PROLOGUE
JULIETTE
My daddy,Herb Clarke, was a mean sonofabitch. There just wasn’t any other way to describe him.
My momma left him when I was five years old. I’m sure every neighbor we had within a hundred miles wondered why she didn’t take me with her.
They didn’t know Herb. He didn’t let anything go, he considered his. I’m sure when the fight happened, that moment in time when my momma said she wanted out and wanted to take me with her (at least that’s how I always imagined it in my head, her screaming at him that she was going to take me with her), he would have told her that she was free to pack her bags and go. But that I was his and so I was staying.
An ultimatum would have been given. Stay and raise your daughter. Or leave and never come back.
But there wasn’t any option that had us leaving together.
I don’t remember crying back then. I must have. But I was five and so long as I had food, a warm bed to sleep in, and some toys, maybe I didn’t miss her all that much.
Did I miss her even now?
Would she have stopped what he was about to do?
Doubtful.
When Herb got a bee in his bonnet it was hard for him to let go.
“Juliette!” he barked from the bottom of the steps downstairs. “Let’s go!”
I sighed and considered my options. I could probably crawl out my bedroom window, but my ankles and/or legs wouldn’t survive the fall without breaking. There were no trees to climb up or down to safety. Daddy had seen to that a long time ago.
Can’t run on a broken leg or foot.
I could maybe make a break for it on our way into town. Open the truck door and launch myself out of it. Our ranch was about a hundred miles south of Riverbend, Montana. A middle of nowhere town in a middle of nowhere part of the state. Closest real town would be Jefferson, I imagined.
Not that we ever spent much time in either place.
My days, my nights, my seasons, all of it was spent on the farm.
Herb was a big believer in homeschooling.
Although his idea of homeschooling was telling me to read the Bible over and over again.
Except here was the challenge about our farming operation.
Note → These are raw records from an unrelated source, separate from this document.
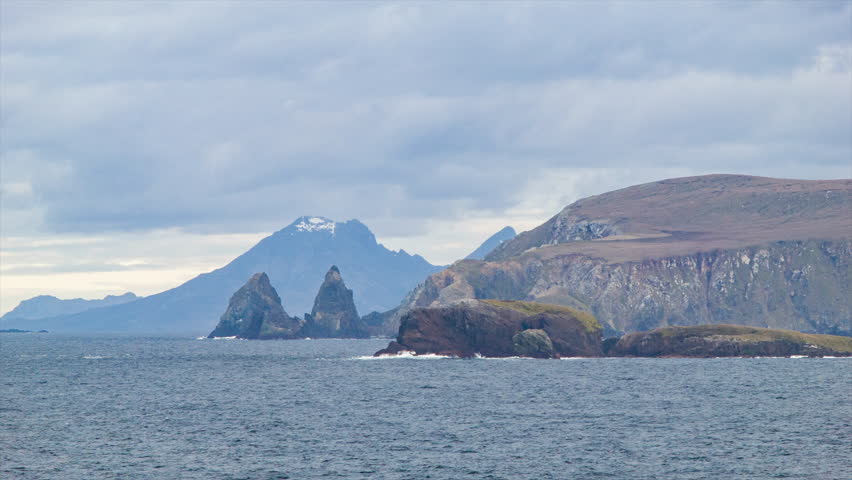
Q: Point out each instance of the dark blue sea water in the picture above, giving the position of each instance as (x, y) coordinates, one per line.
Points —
(92, 408)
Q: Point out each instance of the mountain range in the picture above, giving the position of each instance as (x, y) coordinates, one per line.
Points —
(296, 259)
(46, 306)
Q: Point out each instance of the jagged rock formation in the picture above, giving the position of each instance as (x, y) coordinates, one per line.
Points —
(699, 250)
(334, 314)
(294, 257)
(498, 329)
(728, 341)
(255, 312)
(507, 233)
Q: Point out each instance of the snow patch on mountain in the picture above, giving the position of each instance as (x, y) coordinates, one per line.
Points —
(315, 224)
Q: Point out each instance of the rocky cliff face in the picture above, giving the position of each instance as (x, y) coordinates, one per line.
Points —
(716, 249)
(294, 257)
(255, 312)
(802, 286)
(498, 329)
(728, 341)
(334, 313)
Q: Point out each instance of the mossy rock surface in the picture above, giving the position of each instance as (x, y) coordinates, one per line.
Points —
(588, 320)
(533, 343)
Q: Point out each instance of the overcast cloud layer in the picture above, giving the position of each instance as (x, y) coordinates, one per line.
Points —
(209, 125)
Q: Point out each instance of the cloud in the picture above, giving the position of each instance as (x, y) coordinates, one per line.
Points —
(416, 118)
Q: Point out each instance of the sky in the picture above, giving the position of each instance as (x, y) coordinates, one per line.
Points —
(143, 143)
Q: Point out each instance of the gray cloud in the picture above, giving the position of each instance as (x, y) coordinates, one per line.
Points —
(224, 116)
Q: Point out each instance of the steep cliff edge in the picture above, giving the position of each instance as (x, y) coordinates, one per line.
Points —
(728, 341)
(715, 249)
(255, 312)
(498, 329)
(334, 313)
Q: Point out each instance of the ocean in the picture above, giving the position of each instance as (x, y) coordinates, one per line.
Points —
(185, 408)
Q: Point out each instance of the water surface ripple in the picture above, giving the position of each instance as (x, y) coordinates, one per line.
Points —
(120, 407)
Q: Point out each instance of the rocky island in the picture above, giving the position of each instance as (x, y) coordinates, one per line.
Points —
(256, 312)
(502, 328)
(727, 341)
(715, 249)
(495, 328)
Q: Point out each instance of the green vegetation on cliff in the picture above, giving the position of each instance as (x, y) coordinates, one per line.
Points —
(739, 333)
(588, 320)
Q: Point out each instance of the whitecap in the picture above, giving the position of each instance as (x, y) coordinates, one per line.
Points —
(405, 354)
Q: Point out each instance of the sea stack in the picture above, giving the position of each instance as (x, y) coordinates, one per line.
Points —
(334, 314)
(255, 312)
(497, 328)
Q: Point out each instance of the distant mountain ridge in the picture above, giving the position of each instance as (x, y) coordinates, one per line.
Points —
(494, 241)
(296, 259)
(46, 306)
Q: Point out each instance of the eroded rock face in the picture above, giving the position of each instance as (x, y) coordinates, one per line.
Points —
(492, 328)
(534, 343)
(255, 312)
(334, 314)
(707, 341)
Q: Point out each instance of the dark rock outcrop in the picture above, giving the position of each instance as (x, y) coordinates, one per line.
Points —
(255, 312)
(493, 328)
(728, 341)
(334, 314)
(717, 249)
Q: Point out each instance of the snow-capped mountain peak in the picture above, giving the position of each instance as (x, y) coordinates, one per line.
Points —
(314, 224)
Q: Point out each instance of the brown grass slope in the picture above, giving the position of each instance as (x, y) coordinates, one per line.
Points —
(686, 215)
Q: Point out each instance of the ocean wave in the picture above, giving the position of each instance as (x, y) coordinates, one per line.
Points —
(405, 354)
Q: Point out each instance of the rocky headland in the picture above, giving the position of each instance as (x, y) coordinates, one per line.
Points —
(709, 341)
(713, 249)
(256, 312)
(494, 328)
(334, 314)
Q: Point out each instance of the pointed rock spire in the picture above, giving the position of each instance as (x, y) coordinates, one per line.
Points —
(255, 311)
(334, 313)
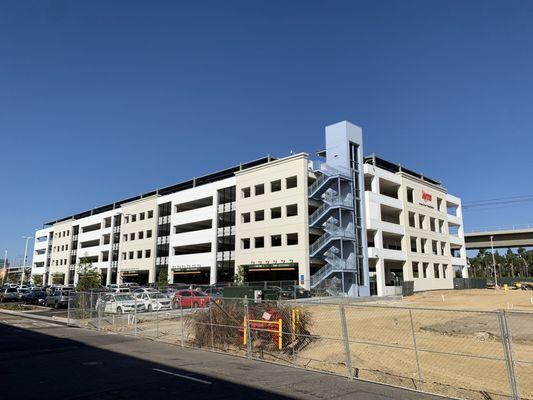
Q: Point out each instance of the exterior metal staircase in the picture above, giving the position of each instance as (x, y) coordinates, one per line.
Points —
(327, 175)
(331, 202)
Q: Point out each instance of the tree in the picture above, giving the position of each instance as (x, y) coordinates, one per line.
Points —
(88, 276)
(239, 276)
(38, 280)
(162, 279)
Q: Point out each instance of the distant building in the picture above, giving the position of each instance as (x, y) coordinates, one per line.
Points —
(348, 224)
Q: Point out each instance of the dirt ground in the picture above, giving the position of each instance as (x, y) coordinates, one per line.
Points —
(457, 335)
(472, 299)
(460, 353)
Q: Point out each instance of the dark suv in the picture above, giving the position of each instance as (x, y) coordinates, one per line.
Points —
(58, 298)
(8, 294)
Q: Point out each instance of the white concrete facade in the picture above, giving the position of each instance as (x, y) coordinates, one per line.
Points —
(367, 221)
(408, 231)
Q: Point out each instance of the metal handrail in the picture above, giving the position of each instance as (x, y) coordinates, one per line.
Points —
(329, 203)
(331, 234)
(501, 228)
(328, 172)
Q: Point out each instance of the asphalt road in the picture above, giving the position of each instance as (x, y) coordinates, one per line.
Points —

It required information in order to make it profitable.
Herb Clarke owned just over four hundred acres of land that he used to raise crops. Our primary being sugar beets, which we rotated with barley. I convinced him some time ago that in order for us to improve the crop, keep up with market prices, and just make sure we understood who was buying our crop, we needed something more modern than the Bible for our source of information.
That’s when we got the…INTERNET.
Herby almost shot the man who had to run cable to the property the first time he came. Fortunately, I was able to intervene.
The only computer in the house was in Herb’s study, which he locked up tight, of course. Not wanting me to be overly influenced by the outside world.
One of the first things I learned on the internet was how to pick a lock.
What Herb didn’t know didn’t hurt him.
“Juliette! You don’t get your ass down here now…”
He let the threat trail off. Or what? I wanted to ask. Or he wasn’t taking me to the horse auction?
Did I mention there was an auction in town this week?